Not sure how true it is, but IIRC, it's been said the XB-70 inspired the entire MiG-25 project, and the whole "Sustained Mach III, although the engine has to be replaced afterward"-capabilitythat one can either view as a "feature" or a liability, depending on one's point of view.
Makes me wonder if we couldn't have "Reaganed out" the USSR a decade earlier if we'd kept up with such things.
Yes, I've heard that too. Except the Russians kept the MiG-25 project going. In the mid 1970s Russian MiG-25 pilot Victor Belenko defected from the USSR with a example of this plane, landing it at a Japanese airport. Our intel guys went over it with a fine tooth comb and debriefed Belenko.
What we found included the fact that:
1.) The MiG-25, while developed to counter the B-70 Valkyrie, would have never been actually capable of intercepting one.
2.) Could not out dogfight the then 20 year old F-4 Phantom.
3.) Had radar & avionics powered by vacuum tubes. Although crude by American standards, it could "burn through" much of the electronic countermeasures then available. It was so powerful it killed rabbits & small fauna on the runway ahead of the plane, prompting one tree-hugging bunny-lover Russian General to order his pilots to keep the radar off until they were airborne.

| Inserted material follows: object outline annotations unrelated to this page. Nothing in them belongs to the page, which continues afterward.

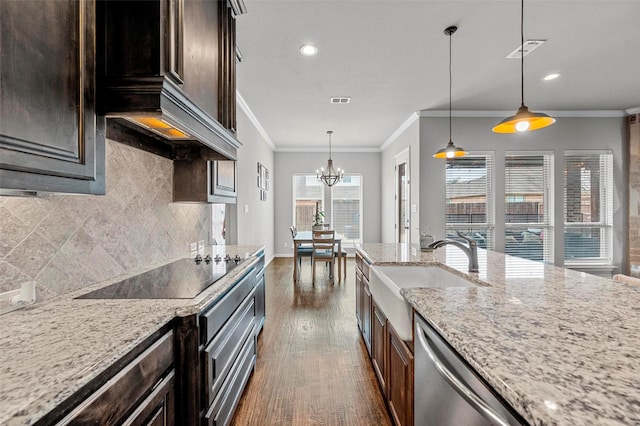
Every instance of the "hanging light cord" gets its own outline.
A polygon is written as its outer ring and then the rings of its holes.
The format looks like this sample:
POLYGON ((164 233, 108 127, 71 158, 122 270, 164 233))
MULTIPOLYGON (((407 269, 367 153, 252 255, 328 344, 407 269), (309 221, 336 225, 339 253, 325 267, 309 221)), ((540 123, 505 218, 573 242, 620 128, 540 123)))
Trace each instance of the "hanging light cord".
POLYGON ((452 142, 451 138, 451 36, 453 32, 449 32, 449 142, 452 142))
POLYGON ((520 1, 520 96, 524 106, 524 0, 520 1))

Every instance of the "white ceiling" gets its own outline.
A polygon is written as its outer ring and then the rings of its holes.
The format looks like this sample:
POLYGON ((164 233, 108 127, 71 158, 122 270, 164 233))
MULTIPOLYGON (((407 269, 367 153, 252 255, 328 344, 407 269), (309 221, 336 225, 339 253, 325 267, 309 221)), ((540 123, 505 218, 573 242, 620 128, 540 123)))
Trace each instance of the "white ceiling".
MULTIPOLYGON (((415 112, 520 106, 518 0, 245 0, 237 17, 237 89, 277 150, 379 149, 415 112), (311 42, 319 52, 304 57, 311 42), (332 105, 332 96, 351 103, 332 105)), ((532 111, 640 107, 640 0, 527 0, 524 37, 532 111), (542 81, 550 72, 559 79, 542 81)), ((242 100, 241 100, 242 103, 242 100)), ((635 110, 634 110, 635 111, 635 110)), ((500 116, 499 114, 498 116, 500 116)), ((496 122, 499 119, 496 120, 496 122)))

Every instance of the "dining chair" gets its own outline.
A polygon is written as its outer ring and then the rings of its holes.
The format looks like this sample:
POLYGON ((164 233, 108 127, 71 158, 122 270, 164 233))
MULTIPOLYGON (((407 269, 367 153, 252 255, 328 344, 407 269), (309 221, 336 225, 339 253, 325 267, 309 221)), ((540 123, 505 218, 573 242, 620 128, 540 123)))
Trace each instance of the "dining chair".
MULTIPOLYGON (((293 240, 293 244, 295 244, 295 238, 296 235, 298 235, 298 230, 296 229, 295 226, 291 226, 289 227, 289 230, 291 231, 291 239, 293 240)), ((302 265, 302 257, 309 257, 309 260, 311 260, 311 252, 313 251, 313 247, 309 244, 300 244, 298 246, 298 258, 294 259, 295 261, 298 262, 298 265, 302 265)), ((298 270, 300 270, 298 268, 298 270)))
POLYGON ((311 253, 311 265, 313 269, 312 283, 316 282, 316 264, 325 262, 329 264, 329 277, 333 282, 335 264, 335 231, 317 230, 313 231, 313 252, 311 253))

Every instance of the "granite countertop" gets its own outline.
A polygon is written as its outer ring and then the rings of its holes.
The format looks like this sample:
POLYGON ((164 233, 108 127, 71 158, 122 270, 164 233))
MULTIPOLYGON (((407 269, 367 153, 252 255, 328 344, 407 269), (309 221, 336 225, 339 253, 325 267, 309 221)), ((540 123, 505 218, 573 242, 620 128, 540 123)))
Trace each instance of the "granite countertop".
POLYGON ((485 284, 401 293, 528 422, 640 424, 640 287, 481 249, 467 274, 455 247, 403 257, 389 246, 359 250, 485 284))
POLYGON ((35 423, 173 318, 200 312, 261 248, 211 246, 248 259, 193 299, 74 299, 141 270, 0 316, 0 424, 35 423))

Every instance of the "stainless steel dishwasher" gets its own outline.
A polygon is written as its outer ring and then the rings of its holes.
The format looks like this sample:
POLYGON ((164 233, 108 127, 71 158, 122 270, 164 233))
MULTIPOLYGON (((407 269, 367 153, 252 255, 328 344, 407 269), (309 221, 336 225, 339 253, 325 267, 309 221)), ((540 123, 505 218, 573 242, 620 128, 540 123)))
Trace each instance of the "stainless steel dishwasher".
POLYGON ((414 356, 416 426, 527 424, 418 315, 414 356))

4.) Could fly above Mach 3 speeds but only through the sacrifice of its enormous Tumansky engines, and then only at high altitude where friction would not melt the fuselage.
The B-70 Valkyrie was a fascinating aircraft in itself. One serendipotus effect was the fact that due to its configuration, interference patterns that would normally cause drag and slow down an aircraft, actually helped accelerate the B-70.